La vida me hizo encontrarme con él, en este mismo lugar, después de un tiempo de no vernos. Habíamos terminado nuestra amistad por motivos que Javier nunca me explicó, pero que yo intuí que tenían que ver con el miedo que sentía por mis sentimientos hacia él. Me había alejado, por mi lado, sin poder olvidar lo que habíamos vivido juntos.

Pero cuando lo vi, por casualidad, en una cafetería, sentí que el corazón me latía con fuerza, que las manos me temblaban, que los ojos se me llenaban de lágrimas. Lo saludé con un abrazo, con un beso, con un suspiro. Me senté a charlar con él, a recordar con él, a reír con él. Lo miré con ternura, con nostalgia, con deseo.

Y sentí que el amor que aún me quema, que el fuego que me unió a él sigue vivo, que su recuerdo no ha muerto. Pero al mirarlo, también imaginé un sinfín de posibilidades, de lo que podría haber sido, de lo que podría ser, de lo que podría hacer. Al salir de ese trance, me di cuenta de que no podemos estar juntos, de que hay cosas que nos separan, de que la vida nos ha puesto obstáculos.
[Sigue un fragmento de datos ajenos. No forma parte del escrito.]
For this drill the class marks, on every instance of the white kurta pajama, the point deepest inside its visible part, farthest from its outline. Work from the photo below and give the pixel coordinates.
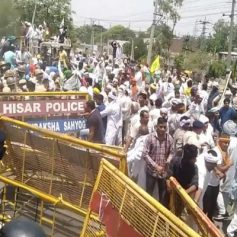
(113, 135)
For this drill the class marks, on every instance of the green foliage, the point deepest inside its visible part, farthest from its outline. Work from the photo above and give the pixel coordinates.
(9, 25)
(118, 33)
(179, 61)
(84, 33)
(196, 61)
(140, 49)
(218, 41)
(50, 11)
(217, 69)
(168, 8)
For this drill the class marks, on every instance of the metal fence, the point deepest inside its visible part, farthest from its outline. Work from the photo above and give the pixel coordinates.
(124, 209)
(57, 217)
(185, 208)
(54, 163)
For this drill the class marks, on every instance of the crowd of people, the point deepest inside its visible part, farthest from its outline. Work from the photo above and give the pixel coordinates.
(168, 123)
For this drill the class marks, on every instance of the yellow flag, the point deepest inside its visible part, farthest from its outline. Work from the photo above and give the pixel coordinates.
(155, 65)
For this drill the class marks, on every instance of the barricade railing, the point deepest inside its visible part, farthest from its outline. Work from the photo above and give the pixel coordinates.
(124, 209)
(42, 104)
(185, 208)
(55, 163)
(56, 216)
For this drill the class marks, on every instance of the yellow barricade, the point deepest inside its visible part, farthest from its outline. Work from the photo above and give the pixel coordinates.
(54, 163)
(25, 105)
(126, 210)
(185, 208)
(56, 217)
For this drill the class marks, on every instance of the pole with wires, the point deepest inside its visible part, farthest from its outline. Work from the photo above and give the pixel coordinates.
(231, 34)
(149, 55)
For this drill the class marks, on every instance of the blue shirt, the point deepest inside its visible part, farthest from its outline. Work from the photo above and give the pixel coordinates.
(101, 107)
(227, 114)
(10, 57)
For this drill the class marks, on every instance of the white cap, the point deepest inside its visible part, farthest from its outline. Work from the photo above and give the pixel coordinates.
(228, 92)
(230, 128)
(112, 95)
(210, 158)
(215, 84)
(203, 119)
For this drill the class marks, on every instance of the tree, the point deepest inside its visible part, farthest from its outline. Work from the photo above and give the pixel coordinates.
(163, 38)
(118, 33)
(50, 11)
(84, 33)
(217, 69)
(168, 10)
(218, 41)
(9, 25)
(140, 49)
(195, 61)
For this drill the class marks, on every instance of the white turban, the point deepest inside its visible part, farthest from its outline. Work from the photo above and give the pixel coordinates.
(184, 122)
(210, 158)
(230, 128)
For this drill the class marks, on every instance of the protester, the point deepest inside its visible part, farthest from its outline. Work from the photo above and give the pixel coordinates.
(158, 152)
(157, 118)
(94, 123)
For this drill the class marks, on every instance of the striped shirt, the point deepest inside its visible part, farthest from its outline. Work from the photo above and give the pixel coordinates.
(156, 152)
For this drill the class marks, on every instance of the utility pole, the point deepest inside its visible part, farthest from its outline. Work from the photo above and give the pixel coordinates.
(92, 35)
(204, 24)
(149, 55)
(34, 12)
(231, 34)
(132, 50)
(195, 29)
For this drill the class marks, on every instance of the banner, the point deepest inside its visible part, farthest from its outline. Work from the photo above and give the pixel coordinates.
(155, 65)
(41, 107)
(63, 125)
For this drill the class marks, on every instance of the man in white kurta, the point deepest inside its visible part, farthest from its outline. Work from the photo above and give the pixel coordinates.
(113, 111)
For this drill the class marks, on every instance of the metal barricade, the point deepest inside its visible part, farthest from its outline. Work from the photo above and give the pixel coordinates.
(124, 209)
(185, 208)
(54, 163)
(56, 217)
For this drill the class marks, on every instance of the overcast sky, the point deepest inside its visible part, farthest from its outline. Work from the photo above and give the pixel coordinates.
(138, 13)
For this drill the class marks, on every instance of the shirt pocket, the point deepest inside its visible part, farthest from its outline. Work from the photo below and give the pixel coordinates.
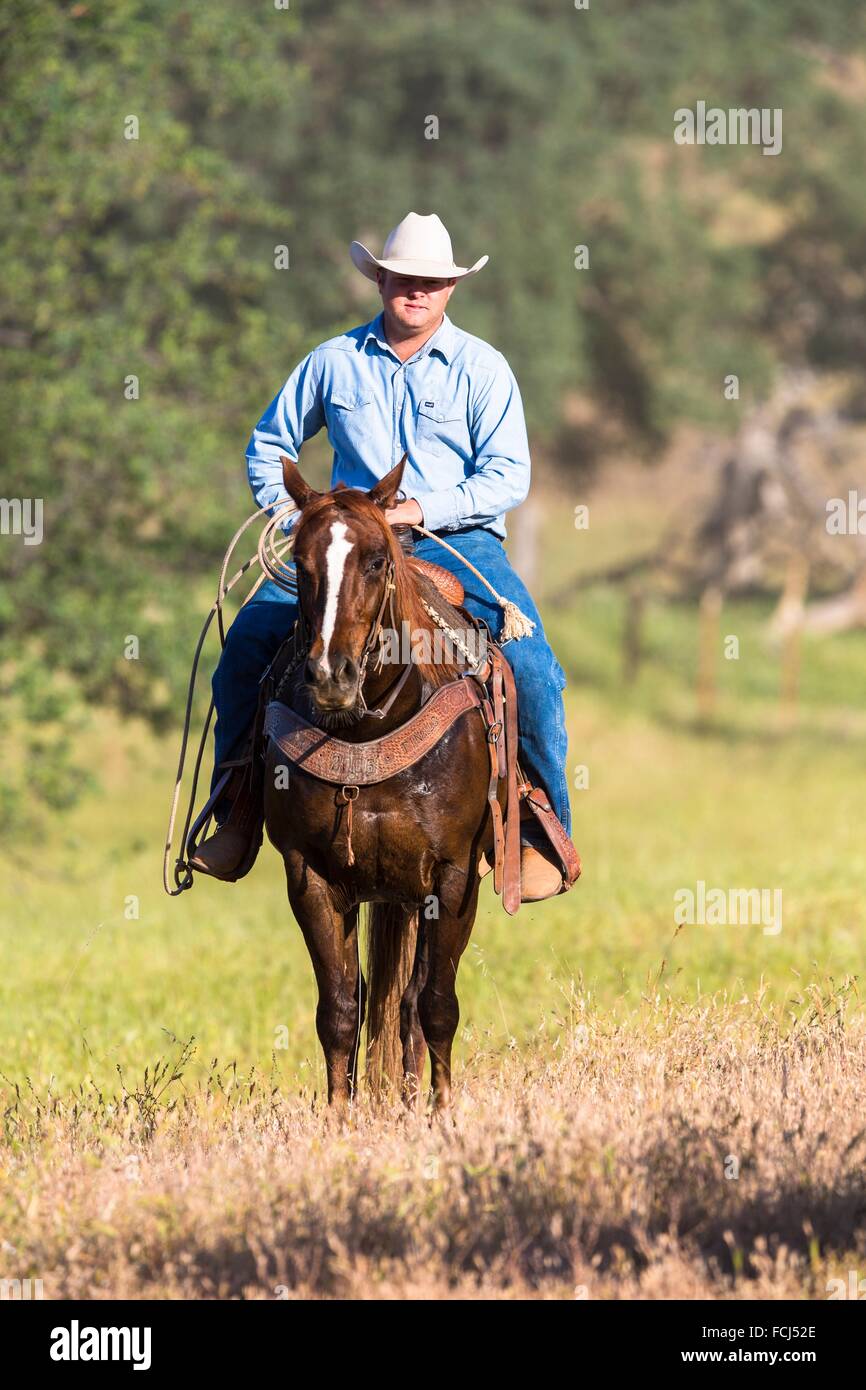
(441, 426)
(349, 420)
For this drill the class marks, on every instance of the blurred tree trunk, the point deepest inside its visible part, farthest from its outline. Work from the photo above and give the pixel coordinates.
(524, 526)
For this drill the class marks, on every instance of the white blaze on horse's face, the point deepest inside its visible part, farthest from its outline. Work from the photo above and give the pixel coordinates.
(335, 563)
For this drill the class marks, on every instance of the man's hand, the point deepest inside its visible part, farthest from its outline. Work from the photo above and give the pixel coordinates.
(405, 513)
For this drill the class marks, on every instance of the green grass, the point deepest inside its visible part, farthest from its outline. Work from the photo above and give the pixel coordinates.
(744, 805)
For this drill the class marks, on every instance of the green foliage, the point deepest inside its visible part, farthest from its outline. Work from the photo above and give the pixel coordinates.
(153, 257)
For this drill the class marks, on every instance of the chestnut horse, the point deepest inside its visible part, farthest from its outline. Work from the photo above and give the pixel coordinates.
(414, 838)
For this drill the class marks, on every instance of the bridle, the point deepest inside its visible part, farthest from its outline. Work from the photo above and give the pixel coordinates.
(302, 641)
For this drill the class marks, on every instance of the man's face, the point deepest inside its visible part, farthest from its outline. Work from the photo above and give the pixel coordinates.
(412, 302)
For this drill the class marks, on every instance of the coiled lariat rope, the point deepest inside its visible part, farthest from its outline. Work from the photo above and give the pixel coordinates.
(270, 559)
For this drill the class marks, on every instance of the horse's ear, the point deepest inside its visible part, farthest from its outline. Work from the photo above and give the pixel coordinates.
(299, 491)
(387, 488)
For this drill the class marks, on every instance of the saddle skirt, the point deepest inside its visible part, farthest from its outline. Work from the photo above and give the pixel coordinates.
(350, 766)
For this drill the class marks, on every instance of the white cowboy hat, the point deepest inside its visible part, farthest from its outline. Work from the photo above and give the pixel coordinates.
(416, 246)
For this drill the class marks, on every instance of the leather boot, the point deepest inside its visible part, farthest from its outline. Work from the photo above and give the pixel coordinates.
(231, 851)
(540, 876)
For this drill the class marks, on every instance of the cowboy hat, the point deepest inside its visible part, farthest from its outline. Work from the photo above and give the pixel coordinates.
(416, 246)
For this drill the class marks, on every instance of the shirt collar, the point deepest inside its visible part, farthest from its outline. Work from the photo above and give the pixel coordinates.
(441, 342)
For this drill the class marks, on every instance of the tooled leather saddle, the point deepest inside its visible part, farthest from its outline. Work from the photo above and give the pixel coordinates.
(492, 692)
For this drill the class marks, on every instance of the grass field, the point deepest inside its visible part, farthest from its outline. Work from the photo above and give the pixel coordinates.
(634, 1052)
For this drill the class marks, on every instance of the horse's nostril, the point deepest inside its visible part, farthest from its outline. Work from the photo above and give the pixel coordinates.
(344, 670)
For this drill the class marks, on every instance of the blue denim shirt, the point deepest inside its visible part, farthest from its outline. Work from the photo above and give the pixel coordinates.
(455, 407)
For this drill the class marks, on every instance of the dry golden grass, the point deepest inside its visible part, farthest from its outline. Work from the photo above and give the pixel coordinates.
(590, 1166)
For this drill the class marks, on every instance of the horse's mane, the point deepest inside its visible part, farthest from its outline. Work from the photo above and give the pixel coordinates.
(407, 606)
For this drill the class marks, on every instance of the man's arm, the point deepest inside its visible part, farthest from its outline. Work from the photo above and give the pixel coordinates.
(293, 416)
(501, 480)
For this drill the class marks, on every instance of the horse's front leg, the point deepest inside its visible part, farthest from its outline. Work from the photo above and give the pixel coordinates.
(412, 1033)
(438, 1008)
(331, 940)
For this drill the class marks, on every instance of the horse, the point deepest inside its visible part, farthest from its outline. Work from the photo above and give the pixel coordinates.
(410, 845)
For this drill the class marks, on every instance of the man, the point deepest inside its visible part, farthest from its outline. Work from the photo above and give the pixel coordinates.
(409, 381)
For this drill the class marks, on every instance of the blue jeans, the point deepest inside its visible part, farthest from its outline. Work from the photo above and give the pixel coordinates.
(260, 627)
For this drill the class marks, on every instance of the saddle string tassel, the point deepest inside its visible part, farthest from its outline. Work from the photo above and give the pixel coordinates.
(515, 623)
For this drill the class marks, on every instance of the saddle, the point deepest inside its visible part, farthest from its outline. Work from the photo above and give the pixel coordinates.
(350, 766)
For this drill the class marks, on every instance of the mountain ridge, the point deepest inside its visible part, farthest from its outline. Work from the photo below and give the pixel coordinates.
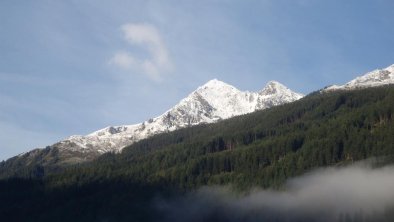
(211, 102)
(373, 78)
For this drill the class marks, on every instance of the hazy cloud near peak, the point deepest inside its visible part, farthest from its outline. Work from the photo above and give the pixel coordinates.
(148, 37)
(356, 193)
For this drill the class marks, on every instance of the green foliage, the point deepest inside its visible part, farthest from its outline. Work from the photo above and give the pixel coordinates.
(260, 149)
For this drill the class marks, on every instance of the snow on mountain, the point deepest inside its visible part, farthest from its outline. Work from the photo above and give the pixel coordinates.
(211, 102)
(371, 79)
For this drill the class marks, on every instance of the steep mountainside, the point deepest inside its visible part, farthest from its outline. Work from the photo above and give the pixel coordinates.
(377, 77)
(211, 102)
(262, 149)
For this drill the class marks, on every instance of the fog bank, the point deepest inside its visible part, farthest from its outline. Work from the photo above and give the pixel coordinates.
(355, 193)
Y le dije adiós, con un abrazo, con un beso, con un suspiro. Me despedí mentalmente porque no me animé ni siquiera a saludarlo.

Y me fui, por mi lado, tratando de olvidar que no tuve el valor de acercarme a preguntarle qué tal estaba y si también sentía ese amor que aún me quema y que un día pudo abrasarnos en una hermosa hoguera, que se apagó sin siquiera haberse iniciado.